UF scientists studied what would happen when AAV was introduced in cell cultures. They also examined its effects on healthy mice whose cells produced the enzyme known as DNA-dependent protein kinase and on mice with an immune deficiency syndrome whose cells lacked the enzyme. Liver cells were taken from the mice and analyzed to see whether they retained AAV’s own genetic material and whether the therapeutic gene had been successfully transferred.

Researchers discovered that once AAV is introduced into a cell, it efficiently transfers the corrective gene it is carrying. But the virus has its own genetic material that could wreak molecular mayhem by seeking to insert itself into a cell’s nucleus, if it weren’t for the cell’s self-repair mechanism, which swings into action. This molecular “fix-it” kit quickly sequesters AAV’s own DNA then handily packs it up into a large new chromosome. In this safe form, the viral DNA rarely invades a cell’s own genetic machinery.

“That mechanism – the fact that when AAV enters a cell it turns on DNA repair – creates a scenario where AAV is probably much safer than a retrovirus from the standpoint of cancer risk,” Flotte said. “This finding is potentially of major significance because there is so much attention on the cancer risk of gene therapy. This is a real direct indication that AAV can get around that.”

Researchers noted that mice with compromised immune systems lacked the enzyme, and in some cases the viral DNA did integrate into their cellular genomes.

That led the scientists to conclude that the enzyme inhibited AAV integration, said Sihong Song, the study’s lead author and an assistant professor of pharmaceutics at UF’s College of Pharmacy.

“So far we think AAV is the safest vector, because this virus itself never causes disease,” Song added. “And so far, several clinical trials using this vector have never shown any vector-related side effects.”

In some cases, UF researchers said, scientists might actually prefer for a viral vector to incorporate itself into a cell’s genetic wiring, and in those instances AAV might not be the best choice, since in many cases it isn’t likely to do so.

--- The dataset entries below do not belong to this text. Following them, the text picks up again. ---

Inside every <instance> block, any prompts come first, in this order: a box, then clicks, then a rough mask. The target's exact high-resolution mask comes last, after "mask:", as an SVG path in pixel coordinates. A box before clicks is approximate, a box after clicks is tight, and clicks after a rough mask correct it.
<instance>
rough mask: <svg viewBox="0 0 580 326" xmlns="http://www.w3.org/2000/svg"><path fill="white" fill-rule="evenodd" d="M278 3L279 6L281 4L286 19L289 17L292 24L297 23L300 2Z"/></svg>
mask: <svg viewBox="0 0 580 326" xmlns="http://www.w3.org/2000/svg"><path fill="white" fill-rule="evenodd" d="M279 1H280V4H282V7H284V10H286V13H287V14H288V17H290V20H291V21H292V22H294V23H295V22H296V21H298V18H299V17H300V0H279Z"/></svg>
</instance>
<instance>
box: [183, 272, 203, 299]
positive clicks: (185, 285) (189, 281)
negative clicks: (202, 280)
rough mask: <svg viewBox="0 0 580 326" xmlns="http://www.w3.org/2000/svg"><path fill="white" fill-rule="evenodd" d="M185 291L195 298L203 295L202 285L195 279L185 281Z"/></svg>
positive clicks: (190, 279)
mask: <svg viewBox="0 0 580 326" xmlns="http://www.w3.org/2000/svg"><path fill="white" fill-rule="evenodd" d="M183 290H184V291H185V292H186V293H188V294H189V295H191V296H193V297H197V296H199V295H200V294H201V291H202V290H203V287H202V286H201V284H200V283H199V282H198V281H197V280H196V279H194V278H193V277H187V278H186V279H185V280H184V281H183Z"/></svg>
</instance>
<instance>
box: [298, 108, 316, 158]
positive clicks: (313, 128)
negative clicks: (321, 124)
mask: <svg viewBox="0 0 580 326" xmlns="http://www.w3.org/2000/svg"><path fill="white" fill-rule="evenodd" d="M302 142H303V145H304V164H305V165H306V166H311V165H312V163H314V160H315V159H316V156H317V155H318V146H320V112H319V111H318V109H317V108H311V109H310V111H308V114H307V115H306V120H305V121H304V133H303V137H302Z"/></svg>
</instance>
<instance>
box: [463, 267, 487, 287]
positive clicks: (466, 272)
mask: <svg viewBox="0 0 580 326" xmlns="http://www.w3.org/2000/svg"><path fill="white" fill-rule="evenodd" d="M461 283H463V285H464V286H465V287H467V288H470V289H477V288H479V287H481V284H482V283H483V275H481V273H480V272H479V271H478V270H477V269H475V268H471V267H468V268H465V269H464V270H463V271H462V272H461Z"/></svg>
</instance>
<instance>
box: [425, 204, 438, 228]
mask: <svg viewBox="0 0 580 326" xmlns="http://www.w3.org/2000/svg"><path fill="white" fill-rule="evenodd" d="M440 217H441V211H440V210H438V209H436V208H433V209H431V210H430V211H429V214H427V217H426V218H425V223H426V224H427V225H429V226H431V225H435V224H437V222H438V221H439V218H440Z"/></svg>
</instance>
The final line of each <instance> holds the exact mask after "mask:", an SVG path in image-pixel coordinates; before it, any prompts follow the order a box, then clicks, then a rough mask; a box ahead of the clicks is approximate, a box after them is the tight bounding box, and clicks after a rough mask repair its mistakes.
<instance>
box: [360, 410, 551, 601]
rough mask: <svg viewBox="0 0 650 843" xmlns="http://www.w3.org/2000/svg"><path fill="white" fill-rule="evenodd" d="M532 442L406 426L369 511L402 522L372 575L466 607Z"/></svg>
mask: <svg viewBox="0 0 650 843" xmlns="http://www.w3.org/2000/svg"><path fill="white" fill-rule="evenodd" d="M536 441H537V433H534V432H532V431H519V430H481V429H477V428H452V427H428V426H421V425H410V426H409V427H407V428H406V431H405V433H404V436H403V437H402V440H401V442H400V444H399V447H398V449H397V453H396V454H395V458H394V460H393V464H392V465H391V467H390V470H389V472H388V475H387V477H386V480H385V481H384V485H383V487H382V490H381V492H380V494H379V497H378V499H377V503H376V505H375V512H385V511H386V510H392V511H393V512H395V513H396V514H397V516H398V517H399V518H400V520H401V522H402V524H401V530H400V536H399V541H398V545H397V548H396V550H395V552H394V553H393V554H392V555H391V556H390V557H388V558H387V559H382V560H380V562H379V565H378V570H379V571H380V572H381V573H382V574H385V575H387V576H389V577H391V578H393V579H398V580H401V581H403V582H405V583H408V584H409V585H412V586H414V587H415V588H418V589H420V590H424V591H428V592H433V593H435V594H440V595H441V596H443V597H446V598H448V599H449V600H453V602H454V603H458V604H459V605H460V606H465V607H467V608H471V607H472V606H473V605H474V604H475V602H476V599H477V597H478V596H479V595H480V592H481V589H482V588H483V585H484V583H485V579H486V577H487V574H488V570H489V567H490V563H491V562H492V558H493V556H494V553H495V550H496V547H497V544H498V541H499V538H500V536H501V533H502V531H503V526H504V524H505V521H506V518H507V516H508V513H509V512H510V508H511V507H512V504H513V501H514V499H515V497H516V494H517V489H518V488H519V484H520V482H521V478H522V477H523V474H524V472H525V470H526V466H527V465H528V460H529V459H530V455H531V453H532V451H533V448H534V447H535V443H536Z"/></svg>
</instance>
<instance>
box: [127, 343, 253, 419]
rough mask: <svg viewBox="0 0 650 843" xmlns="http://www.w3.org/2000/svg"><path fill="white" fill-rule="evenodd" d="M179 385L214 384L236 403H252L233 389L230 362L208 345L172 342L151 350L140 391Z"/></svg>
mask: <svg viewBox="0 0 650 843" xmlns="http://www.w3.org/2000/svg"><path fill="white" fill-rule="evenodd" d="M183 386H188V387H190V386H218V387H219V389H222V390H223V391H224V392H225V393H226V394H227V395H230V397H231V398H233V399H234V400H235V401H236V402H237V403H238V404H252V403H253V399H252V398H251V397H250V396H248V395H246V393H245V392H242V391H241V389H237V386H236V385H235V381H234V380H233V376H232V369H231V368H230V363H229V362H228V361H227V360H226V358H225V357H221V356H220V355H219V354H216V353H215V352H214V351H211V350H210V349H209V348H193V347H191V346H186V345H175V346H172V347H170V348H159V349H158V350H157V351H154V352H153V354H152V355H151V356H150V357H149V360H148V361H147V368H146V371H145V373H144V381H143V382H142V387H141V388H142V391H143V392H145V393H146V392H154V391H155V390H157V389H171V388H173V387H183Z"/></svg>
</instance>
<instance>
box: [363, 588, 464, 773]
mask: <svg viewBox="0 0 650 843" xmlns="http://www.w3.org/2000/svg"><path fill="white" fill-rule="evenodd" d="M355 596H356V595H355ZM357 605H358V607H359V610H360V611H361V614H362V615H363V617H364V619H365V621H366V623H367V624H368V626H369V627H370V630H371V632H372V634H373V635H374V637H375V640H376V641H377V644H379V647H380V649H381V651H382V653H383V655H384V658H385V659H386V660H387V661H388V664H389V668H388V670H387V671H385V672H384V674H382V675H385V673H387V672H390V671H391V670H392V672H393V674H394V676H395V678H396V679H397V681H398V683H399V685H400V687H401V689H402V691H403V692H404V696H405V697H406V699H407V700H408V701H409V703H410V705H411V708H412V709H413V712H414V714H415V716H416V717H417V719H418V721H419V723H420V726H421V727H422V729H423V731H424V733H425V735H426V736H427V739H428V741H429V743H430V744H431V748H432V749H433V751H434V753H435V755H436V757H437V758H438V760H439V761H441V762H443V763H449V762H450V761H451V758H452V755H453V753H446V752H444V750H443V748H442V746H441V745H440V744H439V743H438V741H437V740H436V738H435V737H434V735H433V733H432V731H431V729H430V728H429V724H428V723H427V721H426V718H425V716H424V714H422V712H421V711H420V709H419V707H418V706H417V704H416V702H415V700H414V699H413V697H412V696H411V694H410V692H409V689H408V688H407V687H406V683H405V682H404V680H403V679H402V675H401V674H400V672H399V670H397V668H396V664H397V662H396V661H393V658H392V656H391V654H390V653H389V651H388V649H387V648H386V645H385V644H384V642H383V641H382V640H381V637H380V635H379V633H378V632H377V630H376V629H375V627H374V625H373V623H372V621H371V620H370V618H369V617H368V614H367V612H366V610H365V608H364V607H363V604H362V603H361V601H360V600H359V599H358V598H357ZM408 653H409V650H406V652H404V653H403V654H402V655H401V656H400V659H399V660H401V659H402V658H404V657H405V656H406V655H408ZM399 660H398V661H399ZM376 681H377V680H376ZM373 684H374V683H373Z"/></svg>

“If you’re going to use a bone marrow stem cell that could be important for regenerating some tissue or cell type, then we might want the integrating vector to stay with the cell as the cell repopulates an entire organ or cell type in the body,” Flotte said. “Our findings would suggest that under these conditions this kind of vector (AAV) is not ideal. For something where we want to inject a virus directly into the lung, liver, muscle, retina or brain and just have those cells express the gene, then we might be able to do that more safely with this kind of vector – that is our interpretation.”